= Gheo-shih =

Gheo-shih (5000 BC – 3000 BC), which translates to “River of the Gourd Trees” in the Zapotec language, is an open-air site found in the Oaxaca Valley that holds what is considered as the earliest representation of civic-ceremonial architecture. Within this site is a cleared area lined by boulders that is thought to have been used for rituals, dances or athletic competitions. This site could have held 25-30 people and is believed to be a congregation site for microbands during the rainy seasons of the Archaic period.

==Geography==

Gheo-Shih is located in the Oaxaca Valley, which is in the Southwestern highlands of present-day Mexico. The site is roughly 100 by 150 m (about 1.5 ha), and has an elevation of 1,660 m. During the rainy season (June through September) there was an abundance of mesquite pods and fruit as well as planted squash and gourds.

==Archaeological History==

Excavation of Gheo-shih began in 1967 through the University of Michigan, the lead archaeologists were Frank Hole and husband and wife team Kent Flannery and Joyce Marcus. Original excavation found two stratigraphic components, the uppermost being dated to 5000-4000 BC and the lower portion being dated to roughly 7000 BC.

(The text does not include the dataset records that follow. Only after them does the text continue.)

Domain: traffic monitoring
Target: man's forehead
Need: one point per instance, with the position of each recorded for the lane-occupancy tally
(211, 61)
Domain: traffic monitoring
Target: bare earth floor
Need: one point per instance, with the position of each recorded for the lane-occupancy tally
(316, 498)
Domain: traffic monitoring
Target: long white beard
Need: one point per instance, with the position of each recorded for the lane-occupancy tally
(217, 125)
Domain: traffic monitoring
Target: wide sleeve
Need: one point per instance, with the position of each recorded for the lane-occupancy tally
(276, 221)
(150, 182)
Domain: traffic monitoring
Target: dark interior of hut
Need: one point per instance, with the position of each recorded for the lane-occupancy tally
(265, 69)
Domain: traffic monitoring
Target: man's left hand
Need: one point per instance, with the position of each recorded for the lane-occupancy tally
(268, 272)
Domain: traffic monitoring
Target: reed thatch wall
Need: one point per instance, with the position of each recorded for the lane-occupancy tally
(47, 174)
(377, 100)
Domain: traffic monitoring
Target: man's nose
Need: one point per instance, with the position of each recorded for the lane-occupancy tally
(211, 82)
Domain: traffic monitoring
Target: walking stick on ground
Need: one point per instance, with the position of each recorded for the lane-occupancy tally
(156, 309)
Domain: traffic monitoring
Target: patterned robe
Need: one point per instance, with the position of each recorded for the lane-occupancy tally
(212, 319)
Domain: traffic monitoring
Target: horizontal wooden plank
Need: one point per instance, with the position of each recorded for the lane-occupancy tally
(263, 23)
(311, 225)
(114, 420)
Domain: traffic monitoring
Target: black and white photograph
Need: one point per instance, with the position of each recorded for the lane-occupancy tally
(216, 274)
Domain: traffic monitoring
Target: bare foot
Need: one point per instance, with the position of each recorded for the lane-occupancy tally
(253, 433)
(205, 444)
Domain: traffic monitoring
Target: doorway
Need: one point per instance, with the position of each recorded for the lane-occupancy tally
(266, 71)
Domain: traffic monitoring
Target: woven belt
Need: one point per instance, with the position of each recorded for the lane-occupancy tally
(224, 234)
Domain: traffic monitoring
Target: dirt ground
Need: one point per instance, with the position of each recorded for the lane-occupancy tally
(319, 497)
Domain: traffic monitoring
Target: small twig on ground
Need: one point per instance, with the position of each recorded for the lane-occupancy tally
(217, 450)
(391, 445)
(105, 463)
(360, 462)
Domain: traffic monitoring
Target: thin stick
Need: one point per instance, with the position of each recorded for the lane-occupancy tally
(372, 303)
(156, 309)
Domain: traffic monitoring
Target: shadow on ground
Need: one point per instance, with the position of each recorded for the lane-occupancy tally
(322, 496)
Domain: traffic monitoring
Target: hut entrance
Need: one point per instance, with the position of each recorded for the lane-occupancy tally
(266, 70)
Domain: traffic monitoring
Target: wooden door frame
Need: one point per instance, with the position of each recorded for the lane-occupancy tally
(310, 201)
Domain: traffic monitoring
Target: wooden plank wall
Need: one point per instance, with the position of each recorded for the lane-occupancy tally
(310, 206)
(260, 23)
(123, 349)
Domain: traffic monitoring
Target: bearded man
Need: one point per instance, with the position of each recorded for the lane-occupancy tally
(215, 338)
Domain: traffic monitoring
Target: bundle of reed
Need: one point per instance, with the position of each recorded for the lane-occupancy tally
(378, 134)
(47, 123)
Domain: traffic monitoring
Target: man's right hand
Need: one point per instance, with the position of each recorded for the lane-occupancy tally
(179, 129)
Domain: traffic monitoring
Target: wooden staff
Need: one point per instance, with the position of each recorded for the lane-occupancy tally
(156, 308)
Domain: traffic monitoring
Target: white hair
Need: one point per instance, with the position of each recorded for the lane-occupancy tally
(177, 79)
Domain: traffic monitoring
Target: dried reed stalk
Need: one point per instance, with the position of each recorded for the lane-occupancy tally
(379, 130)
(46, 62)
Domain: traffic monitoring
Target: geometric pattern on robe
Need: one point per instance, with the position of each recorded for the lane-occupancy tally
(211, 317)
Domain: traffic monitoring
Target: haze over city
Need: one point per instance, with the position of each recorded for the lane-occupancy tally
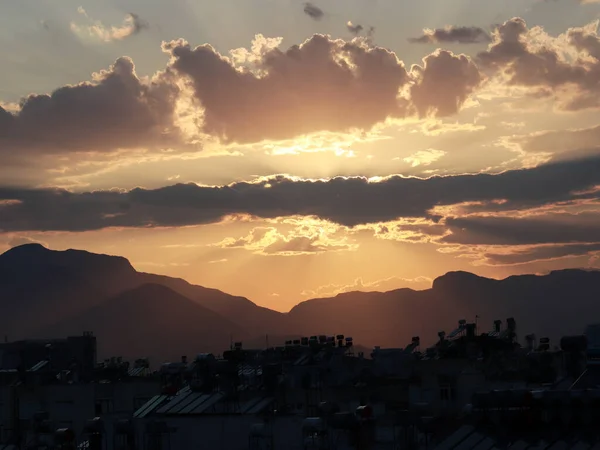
(284, 150)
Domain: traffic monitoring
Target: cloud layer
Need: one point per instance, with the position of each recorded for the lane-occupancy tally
(116, 110)
(322, 84)
(345, 201)
(452, 34)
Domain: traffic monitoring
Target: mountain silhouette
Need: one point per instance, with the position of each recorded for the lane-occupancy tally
(151, 319)
(45, 292)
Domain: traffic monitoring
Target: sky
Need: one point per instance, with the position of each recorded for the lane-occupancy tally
(284, 150)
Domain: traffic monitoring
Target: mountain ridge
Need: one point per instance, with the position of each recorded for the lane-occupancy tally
(60, 291)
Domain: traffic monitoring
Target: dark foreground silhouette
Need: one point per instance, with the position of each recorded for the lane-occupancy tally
(45, 293)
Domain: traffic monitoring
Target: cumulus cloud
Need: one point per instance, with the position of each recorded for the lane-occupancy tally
(322, 84)
(346, 201)
(452, 34)
(251, 95)
(313, 11)
(303, 240)
(116, 110)
(566, 67)
(443, 83)
(131, 26)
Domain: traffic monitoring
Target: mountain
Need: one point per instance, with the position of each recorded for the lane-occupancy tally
(45, 292)
(42, 290)
(562, 302)
(151, 318)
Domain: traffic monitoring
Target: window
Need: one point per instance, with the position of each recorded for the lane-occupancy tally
(138, 402)
(65, 424)
(104, 406)
(447, 393)
(447, 386)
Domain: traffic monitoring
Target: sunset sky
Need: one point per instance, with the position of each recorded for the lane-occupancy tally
(284, 150)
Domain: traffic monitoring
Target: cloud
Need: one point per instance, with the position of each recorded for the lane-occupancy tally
(452, 34)
(322, 84)
(424, 157)
(303, 240)
(540, 229)
(524, 254)
(354, 29)
(566, 67)
(131, 26)
(345, 201)
(249, 96)
(312, 11)
(443, 83)
(384, 285)
(116, 110)
(571, 143)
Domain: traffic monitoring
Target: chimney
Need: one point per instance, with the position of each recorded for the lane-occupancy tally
(497, 325)
(530, 339)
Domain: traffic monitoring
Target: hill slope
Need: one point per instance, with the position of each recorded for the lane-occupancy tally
(40, 287)
(562, 302)
(151, 320)
(63, 292)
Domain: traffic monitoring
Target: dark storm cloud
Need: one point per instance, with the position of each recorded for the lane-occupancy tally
(453, 34)
(349, 201)
(320, 85)
(115, 111)
(515, 55)
(314, 12)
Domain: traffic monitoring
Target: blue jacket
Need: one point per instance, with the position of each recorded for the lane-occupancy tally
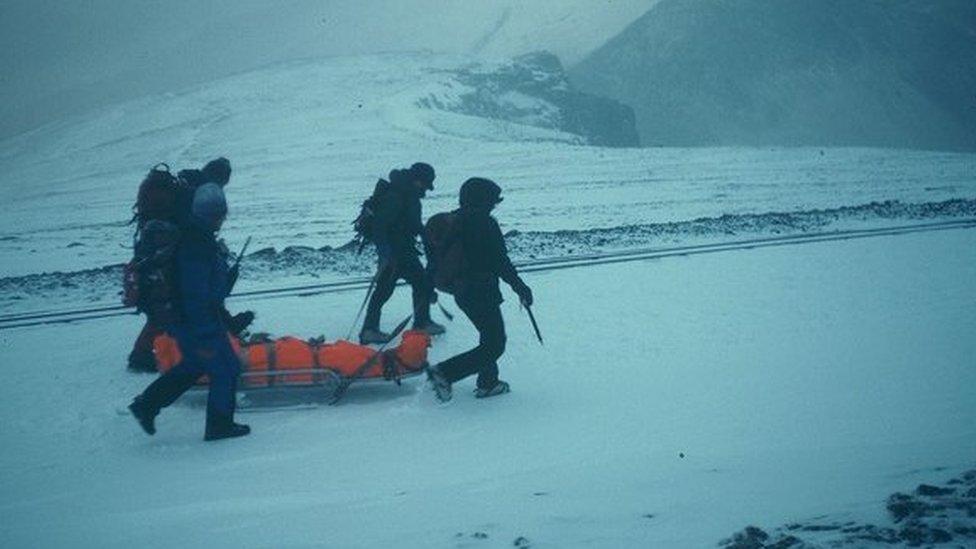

Excavation of the lower section uncovered the most prominent feature of the site, a set of parallel lines of boulders 7 by 20 m in size, this cleared area was almost completely devoid of artifacts. Although there are many theories of what this area may have been used for, the most commonly accepted are those of Flannery and Marcus. In correlation with the understanding of the social structure and culture of micro/macrobands Flannery and Marcus believe that this open area was used for rituals, dances and possibly athletic competitions. This theory correlates with the understanding that macroband rituals of the Archaic period were “ad hoc,” meaning that they were not associated with dates or times but performed when there was the largest number of people possibly present.

Also found at this site were metate and mano (stone) fragments, atlatl points as well as areas of lapidary work with pebbles and chipped stone manufacturing. There were also oval rings of stone that are believed to be the remnants of walls from residential structures. All of these finds were found around the cleared area.

The dates for this site were found using Carbon-14 dating on two pieces of charcoal, most likely burnt twigs, found in the lower stratified portion. The dates associated with these pieces are 7630-7570 BC and 7720-7560 BC.

==Cultural significance==

===Social Structure===

Gheo-shih is thought to have been occupied during the Archaic period when bands and microbands were prominent. Archaeologists think that at this time family-sized microbands spent lean seasons apart from each other and then came together at larger sites during abundant seasons to form macrobands. Because of archaeological evidence such as abundant food sources and evidence of nonsubsistence actives such as lapidary work, Gheo-shih is thought to be one of these larger sites occupied by macrobands. It is also believed that when these macrobands were formed “ad hoc” rituals and/or athletic competitions would be performed because the maximum number of people would be present. This explains the common theories behind Gheo-shih's main feature, the boulder lined cleared area.

===Lapidary Work===

There is archaeological evidence of lapidary work at Gheo-shih. Small pebbles with carved holes in them have been found and it is believed that these were mainly decorative ornaments. This find is significant as it shows that the people living there had the time and manpower to devote to nonsubsistence related activities. This as well supports the macroband theory.

==Controversy==

There is some controversy surrounding Gheo-shih in the field of archaeology. Some archaeologists disagree with Flannery and Marcus' theories about the boulder lined cleared area found there. Many argue that the rocks could have moved over time, or that with many time periods represented in one place it is hard to distinguish between them. Archaeologist Marcus Winter from the Mexican National Institute of Anthropology and History in Oaxaca believes that the boulders may in fact be a road built in the Spanish colonial times. Marcus argues in response that there are no other artifacts from the colonial times found at that site and that there is distinct stratigraphy to demarcate time periods.